The restaurant is The Turquoise Room, located in the beautifully restored La Posada Hotel. La Posada was a classic railroad hotel lovingly brought back to life by Allan Affeldt and his wife, the painter Tina Mion. One of the centerpieces of their plan was to lure the Los Angeles chef John Sharpe to the desert and have him operate the hotel’s restaurant.
“I was disenchanted with the corporate world, fed up with the rat race,” says Sharpe. “After years of running a restaurant group, you find you’ve become more of a businessman and problem solver than a chef. I woke up one morning and realized I wanted to be a chef again.”
His rebirth occurred in what he calls a “mesmerizing space”—a room with high ceilings and wooden tables, tastefully decorated with pieces of Hopi and Navajo art. Sharpe’s menu at The Turquoise Room changes daily. He is a follower of the Slow Food organization and a strong believer in the locavore movement.
“When I grew up in the south of England, we raised all out own food. Local is truly critical for me. I’ve been very fortunate to develop a network of regional farmers to supply us with most of our ingredients.”
That network is evident in dishes such as Piki Bread with Hopi Hummus. The hummus is made from reservation grown Tepary beans, pit roasted corn and sunflower oil; the Piki bread is made for him by Monique Talemptewa of Second Mesa, an enclave on the Hopi reservation. His native Churro lamb is free range, reared without hormones or antibiotics by shepherd Ron Garnanez. Garnanez’s flock spends the summers grazing in the nearby Carrizo Mountains, protected by dogs, llamas and guanacos. He has also managed to put together an interesting wine list to accompany the menu.
John Sharpe is a chef again.
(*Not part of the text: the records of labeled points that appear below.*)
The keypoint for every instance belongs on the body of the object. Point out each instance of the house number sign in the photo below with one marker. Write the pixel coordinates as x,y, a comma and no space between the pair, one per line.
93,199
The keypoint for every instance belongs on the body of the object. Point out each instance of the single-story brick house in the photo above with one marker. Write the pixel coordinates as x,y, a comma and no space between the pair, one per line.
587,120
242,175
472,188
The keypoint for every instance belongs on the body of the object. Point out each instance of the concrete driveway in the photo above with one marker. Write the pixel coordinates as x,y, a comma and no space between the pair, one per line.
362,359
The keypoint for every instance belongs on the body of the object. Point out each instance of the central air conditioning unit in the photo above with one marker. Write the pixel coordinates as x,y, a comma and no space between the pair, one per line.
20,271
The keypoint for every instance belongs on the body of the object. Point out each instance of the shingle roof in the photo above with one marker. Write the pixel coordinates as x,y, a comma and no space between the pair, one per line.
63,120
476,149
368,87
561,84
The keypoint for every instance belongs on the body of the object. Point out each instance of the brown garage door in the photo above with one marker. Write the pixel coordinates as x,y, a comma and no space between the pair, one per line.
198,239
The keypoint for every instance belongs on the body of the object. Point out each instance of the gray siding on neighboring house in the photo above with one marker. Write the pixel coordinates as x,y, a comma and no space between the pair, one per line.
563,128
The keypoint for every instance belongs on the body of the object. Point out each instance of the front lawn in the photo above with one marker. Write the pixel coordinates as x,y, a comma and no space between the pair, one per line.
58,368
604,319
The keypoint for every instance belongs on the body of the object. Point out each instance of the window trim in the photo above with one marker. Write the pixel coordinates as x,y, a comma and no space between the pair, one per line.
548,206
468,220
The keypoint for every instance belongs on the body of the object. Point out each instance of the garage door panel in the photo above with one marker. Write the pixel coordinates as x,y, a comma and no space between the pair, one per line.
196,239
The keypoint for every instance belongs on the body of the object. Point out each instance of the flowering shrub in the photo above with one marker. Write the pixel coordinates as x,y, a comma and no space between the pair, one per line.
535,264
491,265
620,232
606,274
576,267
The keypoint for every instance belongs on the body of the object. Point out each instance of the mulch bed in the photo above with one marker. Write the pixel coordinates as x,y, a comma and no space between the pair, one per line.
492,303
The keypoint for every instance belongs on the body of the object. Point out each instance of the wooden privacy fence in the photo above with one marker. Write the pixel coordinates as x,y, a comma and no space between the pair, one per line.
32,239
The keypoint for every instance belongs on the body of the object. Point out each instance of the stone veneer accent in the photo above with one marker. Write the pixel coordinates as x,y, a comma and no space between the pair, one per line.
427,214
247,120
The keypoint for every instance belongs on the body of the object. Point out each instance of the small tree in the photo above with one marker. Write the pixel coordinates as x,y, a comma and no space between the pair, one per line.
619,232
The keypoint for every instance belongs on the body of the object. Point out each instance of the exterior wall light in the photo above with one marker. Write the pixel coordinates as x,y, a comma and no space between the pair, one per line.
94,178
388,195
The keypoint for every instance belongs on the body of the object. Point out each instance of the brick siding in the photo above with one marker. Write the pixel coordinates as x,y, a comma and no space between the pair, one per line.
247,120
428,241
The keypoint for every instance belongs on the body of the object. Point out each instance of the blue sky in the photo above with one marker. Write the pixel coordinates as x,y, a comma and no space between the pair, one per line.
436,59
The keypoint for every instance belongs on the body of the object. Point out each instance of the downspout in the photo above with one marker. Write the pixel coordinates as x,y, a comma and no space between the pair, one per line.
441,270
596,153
He spends most of his time these days in the kitchen, training his staff and developing new dishes. “I’m all about big flavors,” he says, “which has worked well for me in this location.” Among the things that most delights him is exceeding the expectations of his customers.
“One of the most rewarding part of being here, particularly in the beginning, was watching people who had no idea of what they expected to find.” He smiles. “Despite the press coverage and word of mouth, the overall level of surprise hasn’t diminished.”